Megalisters Hit the Mainstream

Mick Sussman’s essay “Attack of the Megalisters” appears in the Book Review section of Sunday’s New York Times and brings to light the work of this new breed of online bookseller.

Before I talk about the piece I want to give a tip of the hat to the book coverage at the New York Times. While the book sections of most newspapers are disappearing or crumbling the NYT has expanded their coverage of the book world. Yes, it is still mostly populated by reviews and the the inherent politics that surround them but they have opened the doors to coverage of other aspects of the book universe. Sussman’s essay for one, though it deals with those who exist at the bottom of bookselling food chain, brings much needed exposure to the ever growing non-new book world. The addition of Steve Heller’s Visuals column and it’s focus on book design and illustration also enlarges and enriches. Then there is Paper Cuts “a blog about books and other forms of printed matter, written by the editors of The Book Review.” It’s the “other forms of printed matter” that makes me smile.

There is still hope.

Now on to the Megalisters.

Highlights:

The mention of Larry McMurtry and his recent memoir “Books.” Though, it’s almost sacrilegious to even mention McMurtry and the “McMurtrian ideals” in a piece on the bottom-feeders of the book world it does provide a vivid contrast. It illuminates just how long the continuum is in regards to people’s relationships with books. For McMurtry the tactile experience, “the pleasure of handling a fine copy of a rare book,” is one of the joys of his book life.
For the megalisters that tactile relationship is based on a “scanning” experience. Pick up the book, scan the bar code, let the software price and put it on the shelf.

Lowlights:

“the state of the art in used-bookselling these days seems to be less about connoisseurship than about database management”

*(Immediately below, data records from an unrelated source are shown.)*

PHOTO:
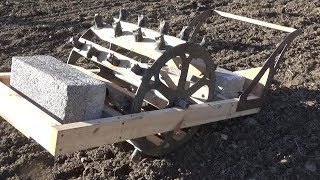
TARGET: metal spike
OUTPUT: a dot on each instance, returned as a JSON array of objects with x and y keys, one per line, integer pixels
[
  {"x": 138, "y": 70},
  {"x": 76, "y": 43},
  {"x": 184, "y": 34},
  {"x": 113, "y": 59},
  {"x": 135, "y": 156},
  {"x": 141, "y": 21},
  {"x": 205, "y": 41},
  {"x": 138, "y": 35},
  {"x": 123, "y": 14},
  {"x": 182, "y": 103},
  {"x": 98, "y": 21},
  {"x": 161, "y": 45},
  {"x": 92, "y": 51},
  {"x": 117, "y": 29},
  {"x": 164, "y": 27}
]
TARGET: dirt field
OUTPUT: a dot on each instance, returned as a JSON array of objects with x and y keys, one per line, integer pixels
[{"x": 282, "y": 141}]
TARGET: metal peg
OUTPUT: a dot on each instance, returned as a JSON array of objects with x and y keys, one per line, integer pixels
[
  {"x": 98, "y": 21},
  {"x": 123, "y": 14},
  {"x": 138, "y": 70},
  {"x": 164, "y": 27},
  {"x": 137, "y": 35},
  {"x": 92, "y": 51},
  {"x": 161, "y": 45},
  {"x": 113, "y": 59},
  {"x": 117, "y": 29},
  {"x": 76, "y": 43},
  {"x": 184, "y": 34},
  {"x": 182, "y": 103},
  {"x": 205, "y": 41},
  {"x": 141, "y": 21}
]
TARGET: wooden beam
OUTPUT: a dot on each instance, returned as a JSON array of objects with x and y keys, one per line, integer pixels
[
  {"x": 147, "y": 47},
  {"x": 254, "y": 21},
  {"x": 115, "y": 129},
  {"x": 5, "y": 78},
  {"x": 28, "y": 118},
  {"x": 250, "y": 74}
]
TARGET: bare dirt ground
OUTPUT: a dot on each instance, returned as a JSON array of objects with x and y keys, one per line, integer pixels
[{"x": 282, "y": 141}]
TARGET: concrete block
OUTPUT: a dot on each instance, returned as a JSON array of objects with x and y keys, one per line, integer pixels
[
  {"x": 228, "y": 83},
  {"x": 63, "y": 91}
]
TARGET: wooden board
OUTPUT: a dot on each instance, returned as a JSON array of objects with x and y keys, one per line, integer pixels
[
  {"x": 147, "y": 47},
  {"x": 115, "y": 129},
  {"x": 5, "y": 78},
  {"x": 59, "y": 139},
  {"x": 250, "y": 74},
  {"x": 27, "y": 118},
  {"x": 254, "y": 21}
]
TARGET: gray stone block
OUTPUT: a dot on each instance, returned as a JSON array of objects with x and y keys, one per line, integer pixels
[
  {"x": 228, "y": 83},
  {"x": 63, "y": 91}
]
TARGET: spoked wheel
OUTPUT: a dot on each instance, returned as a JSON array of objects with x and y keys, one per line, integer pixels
[{"x": 163, "y": 143}]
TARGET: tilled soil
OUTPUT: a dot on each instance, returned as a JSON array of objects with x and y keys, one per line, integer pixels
[{"x": 281, "y": 141}]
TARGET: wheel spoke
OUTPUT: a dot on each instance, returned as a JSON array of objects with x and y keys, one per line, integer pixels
[
  {"x": 183, "y": 75},
  {"x": 165, "y": 91},
  {"x": 197, "y": 86}
]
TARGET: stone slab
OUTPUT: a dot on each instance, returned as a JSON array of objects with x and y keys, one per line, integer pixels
[
  {"x": 61, "y": 90},
  {"x": 228, "y": 83}
]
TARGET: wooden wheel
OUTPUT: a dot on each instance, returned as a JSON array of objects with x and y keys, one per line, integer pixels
[{"x": 160, "y": 144}]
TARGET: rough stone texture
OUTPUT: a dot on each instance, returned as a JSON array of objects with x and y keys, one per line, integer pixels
[
  {"x": 228, "y": 83},
  {"x": 63, "y": 91}
]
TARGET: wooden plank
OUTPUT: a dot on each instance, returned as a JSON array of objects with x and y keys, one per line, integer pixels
[
  {"x": 250, "y": 74},
  {"x": 110, "y": 112},
  {"x": 28, "y": 119},
  {"x": 5, "y": 78},
  {"x": 115, "y": 129},
  {"x": 147, "y": 47},
  {"x": 117, "y": 94},
  {"x": 254, "y": 21}
]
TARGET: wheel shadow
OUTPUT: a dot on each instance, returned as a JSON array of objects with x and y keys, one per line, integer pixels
[{"x": 277, "y": 142}]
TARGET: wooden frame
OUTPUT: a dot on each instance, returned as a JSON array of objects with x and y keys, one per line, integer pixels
[{"x": 60, "y": 138}]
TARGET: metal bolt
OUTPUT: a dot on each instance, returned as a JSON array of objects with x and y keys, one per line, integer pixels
[
  {"x": 204, "y": 42},
  {"x": 76, "y": 43},
  {"x": 164, "y": 27},
  {"x": 182, "y": 103},
  {"x": 184, "y": 34},
  {"x": 141, "y": 21},
  {"x": 137, "y": 35},
  {"x": 123, "y": 14},
  {"x": 113, "y": 59},
  {"x": 92, "y": 51},
  {"x": 161, "y": 45},
  {"x": 135, "y": 156},
  {"x": 98, "y": 21},
  {"x": 117, "y": 29}
]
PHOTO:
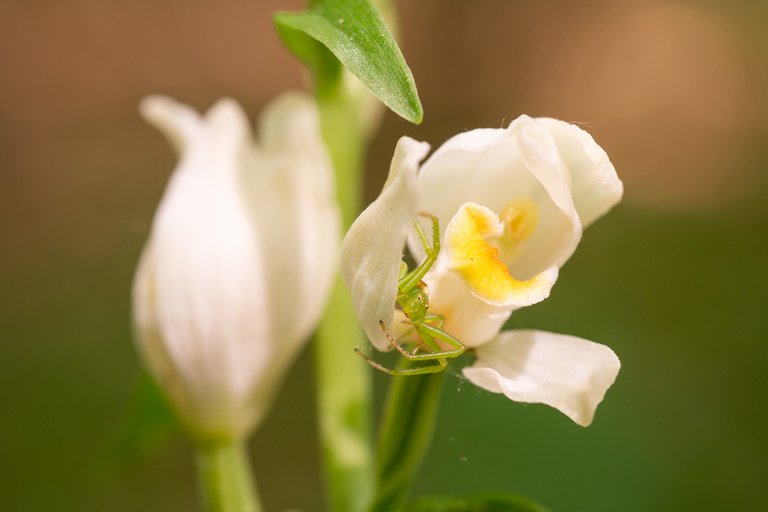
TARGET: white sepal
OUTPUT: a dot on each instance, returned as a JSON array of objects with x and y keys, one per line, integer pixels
[{"x": 373, "y": 247}]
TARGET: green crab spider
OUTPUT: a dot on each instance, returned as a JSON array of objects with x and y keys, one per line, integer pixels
[{"x": 428, "y": 327}]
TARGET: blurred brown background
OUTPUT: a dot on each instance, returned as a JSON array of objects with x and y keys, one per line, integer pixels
[{"x": 674, "y": 280}]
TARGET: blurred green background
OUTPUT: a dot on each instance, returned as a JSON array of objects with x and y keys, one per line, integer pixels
[{"x": 674, "y": 280}]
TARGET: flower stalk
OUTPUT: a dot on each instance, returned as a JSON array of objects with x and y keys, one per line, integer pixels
[
  {"x": 344, "y": 385},
  {"x": 405, "y": 435},
  {"x": 226, "y": 478}
]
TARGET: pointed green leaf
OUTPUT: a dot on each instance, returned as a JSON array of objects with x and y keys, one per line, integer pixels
[{"x": 353, "y": 32}]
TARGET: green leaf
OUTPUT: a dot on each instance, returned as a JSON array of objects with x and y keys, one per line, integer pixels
[
  {"x": 353, "y": 32},
  {"x": 476, "y": 503}
]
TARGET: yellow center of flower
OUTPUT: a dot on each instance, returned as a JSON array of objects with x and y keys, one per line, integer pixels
[{"x": 472, "y": 239}]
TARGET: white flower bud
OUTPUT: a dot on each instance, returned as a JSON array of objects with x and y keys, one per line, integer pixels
[{"x": 240, "y": 259}]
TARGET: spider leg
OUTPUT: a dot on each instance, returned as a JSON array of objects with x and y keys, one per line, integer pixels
[
  {"x": 413, "y": 278},
  {"x": 419, "y": 370}
]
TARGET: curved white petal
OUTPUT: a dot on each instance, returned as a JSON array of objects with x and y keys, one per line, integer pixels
[
  {"x": 373, "y": 247},
  {"x": 494, "y": 168},
  {"x": 225, "y": 270},
  {"x": 568, "y": 373},
  {"x": 595, "y": 186}
]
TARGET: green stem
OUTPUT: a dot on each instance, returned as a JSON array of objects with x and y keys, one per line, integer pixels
[
  {"x": 344, "y": 386},
  {"x": 406, "y": 432},
  {"x": 226, "y": 478}
]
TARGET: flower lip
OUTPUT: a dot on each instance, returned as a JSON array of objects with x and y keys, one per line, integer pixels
[{"x": 477, "y": 262}]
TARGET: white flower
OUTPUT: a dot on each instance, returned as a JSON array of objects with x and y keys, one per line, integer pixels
[
  {"x": 239, "y": 261},
  {"x": 512, "y": 204}
]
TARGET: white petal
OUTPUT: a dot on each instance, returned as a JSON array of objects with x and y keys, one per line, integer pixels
[
  {"x": 557, "y": 237},
  {"x": 568, "y": 373},
  {"x": 595, "y": 186},
  {"x": 373, "y": 247},
  {"x": 494, "y": 167}
]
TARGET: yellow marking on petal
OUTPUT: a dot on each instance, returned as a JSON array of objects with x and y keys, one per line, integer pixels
[{"x": 477, "y": 261}]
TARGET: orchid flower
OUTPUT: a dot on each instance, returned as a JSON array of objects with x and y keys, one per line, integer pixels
[
  {"x": 240, "y": 259},
  {"x": 511, "y": 204}
]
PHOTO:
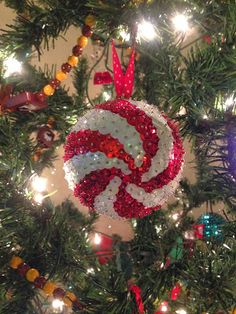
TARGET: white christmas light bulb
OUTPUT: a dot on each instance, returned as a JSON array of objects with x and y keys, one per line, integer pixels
[
  {"x": 180, "y": 22},
  {"x": 181, "y": 311},
  {"x": 57, "y": 305},
  {"x": 229, "y": 102},
  {"x": 97, "y": 239},
  {"x": 146, "y": 30},
  {"x": 11, "y": 66},
  {"x": 38, "y": 198},
  {"x": 39, "y": 184},
  {"x": 124, "y": 35}
]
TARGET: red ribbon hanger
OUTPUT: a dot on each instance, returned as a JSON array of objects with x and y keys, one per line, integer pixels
[{"x": 123, "y": 82}]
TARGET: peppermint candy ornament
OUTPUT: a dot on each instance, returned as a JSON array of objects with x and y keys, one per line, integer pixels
[{"x": 123, "y": 158}]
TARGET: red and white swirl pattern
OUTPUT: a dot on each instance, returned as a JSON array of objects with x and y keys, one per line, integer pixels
[{"x": 123, "y": 159}]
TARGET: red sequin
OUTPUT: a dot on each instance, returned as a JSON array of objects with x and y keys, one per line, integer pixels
[{"x": 96, "y": 182}]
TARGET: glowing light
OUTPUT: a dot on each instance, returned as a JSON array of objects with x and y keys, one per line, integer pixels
[
  {"x": 124, "y": 35},
  {"x": 175, "y": 216},
  {"x": 106, "y": 96},
  {"x": 57, "y": 304},
  {"x": 181, "y": 311},
  {"x": 146, "y": 30},
  {"x": 180, "y": 22},
  {"x": 97, "y": 239},
  {"x": 11, "y": 66},
  {"x": 229, "y": 102},
  {"x": 39, "y": 184},
  {"x": 38, "y": 198},
  {"x": 90, "y": 271},
  {"x": 164, "y": 306}
]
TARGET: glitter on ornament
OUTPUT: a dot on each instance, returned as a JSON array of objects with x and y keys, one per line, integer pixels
[
  {"x": 212, "y": 225},
  {"x": 123, "y": 159}
]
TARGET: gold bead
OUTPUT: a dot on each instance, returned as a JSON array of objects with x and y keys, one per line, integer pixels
[
  {"x": 48, "y": 90},
  {"x": 67, "y": 302},
  {"x": 49, "y": 287},
  {"x": 82, "y": 41},
  {"x": 90, "y": 20},
  {"x": 71, "y": 296},
  {"x": 15, "y": 262},
  {"x": 61, "y": 76},
  {"x": 73, "y": 61},
  {"x": 32, "y": 274}
]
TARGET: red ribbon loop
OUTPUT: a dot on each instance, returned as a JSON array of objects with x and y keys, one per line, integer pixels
[
  {"x": 123, "y": 82},
  {"x": 136, "y": 291}
]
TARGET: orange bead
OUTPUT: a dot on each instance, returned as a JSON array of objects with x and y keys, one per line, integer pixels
[
  {"x": 90, "y": 20},
  {"x": 15, "y": 262},
  {"x": 48, "y": 90},
  {"x": 49, "y": 287},
  {"x": 32, "y": 274},
  {"x": 73, "y": 61},
  {"x": 82, "y": 41},
  {"x": 60, "y": 76},
  {"x": 71, "y": 296},
  {"x": 67, "y": 302}
]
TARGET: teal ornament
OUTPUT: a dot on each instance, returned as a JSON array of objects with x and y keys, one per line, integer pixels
[{"x": 212, "y": 225}]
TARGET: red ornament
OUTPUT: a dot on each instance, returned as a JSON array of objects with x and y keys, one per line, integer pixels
[
  {"x": 22, "y": 269},
  {"x": 5, "y": 94},
  {"x": 40, "y": 282},
  {"x": 102, "y": 78},
  {"x": 175, "y": 292},
  {"x": 45, "y": 136},
  {"x": 25, "y": 101},
  {"x": 137, "y": 293},
  {"x": 59, "y": 293},
  {"x": 66, "y": 67},
  {"x": 87, "y": 31},
  {"x": 77, "y": 50},
  {"x": 123, "y": 158}
]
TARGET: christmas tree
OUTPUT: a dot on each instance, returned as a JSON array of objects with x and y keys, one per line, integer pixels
[{"x": 180, "y": 259}]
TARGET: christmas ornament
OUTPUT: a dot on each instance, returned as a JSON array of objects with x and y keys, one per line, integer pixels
[
  {"x": 104, "y": 250},
  {"x": 45, "y": 136},
  {"x": 212, "y": 225},
  {"x": 176, "y": 253},
  {"x": 176, "y": 292},
  {"x": 102, "y": 78},
  {"x": 123, "y": 158},
  {"x": 28, "y": 101},
  {"x": 48, "y": 287},
  {"x": 137, "y": 293}
]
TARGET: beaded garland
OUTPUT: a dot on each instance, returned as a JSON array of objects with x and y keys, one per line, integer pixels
[
  {"x": 40, "y": 282},
  {"x": 49, "y": 89},
  {"x": 123, "y": 159}
]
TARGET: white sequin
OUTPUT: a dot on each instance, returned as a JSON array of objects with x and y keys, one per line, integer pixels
[
  {"x": 104, "y": 202},
  {"x": 107, "y": 122}
]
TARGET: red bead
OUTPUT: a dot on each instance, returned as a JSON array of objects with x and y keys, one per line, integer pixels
[
  {"x": 77, "y": 50},
  {"x": 66, "y": 67},
  {"x": 59, "y": 293},
  {"x": 40, "y": 282},
  {"x": 86, "y": 31},
  {"x": 55, "y": 83},
  {"x": 22, "y": 269},
  {"x": 41, "y": 96}
]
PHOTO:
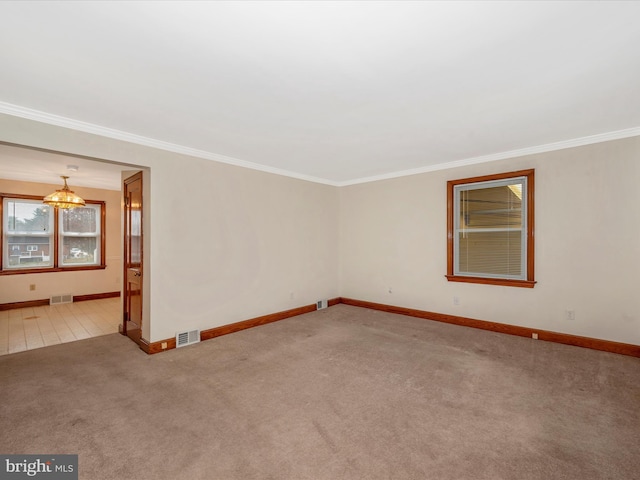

“The megalisters — a name originally intended as a term of abuse but now accepted by the accused”

“What we are trying to do is provide cheap books for everybody” – G. Seth Beal COO of megalister Thrift Books.

Wondering about the staying power of the paperback editions of the current bestsellers? Eight of the 15 titles on the Times’s paperback bestseller list from a year ago are available on Amazon for a penny each!

“rare but not collectible” – a new breed of book “sought after not as artifacts or for resale value, but for their content,” apparently the part of a new strategy that “involves a selective embrace of e-commerce, focused mainly on a category of book that scarcely existed before the Internet”

“What method are the smaller used-book sellers using to survive?”
“Hit ’em where they ain’t” by turning the labor-intensive “hand selling” approach into an advantage, says Gene Alloway the co-owner of Motte & Bailey, Booksellers, in Ann Arbor, Mich.

The traditional independent bookseller, or the “mom-and-pop operation” as Sussman frames it, is now referred to a “hand seller.”

and the one that takes the cake and still has me shaking my head

“hand sellers have allies in marketplace sites like Biblio, which keeps out the penny sellers with policies like a $1 minimum price.”

Oy vey!

Sorry Biblio, you’re still part of the problem not the solution.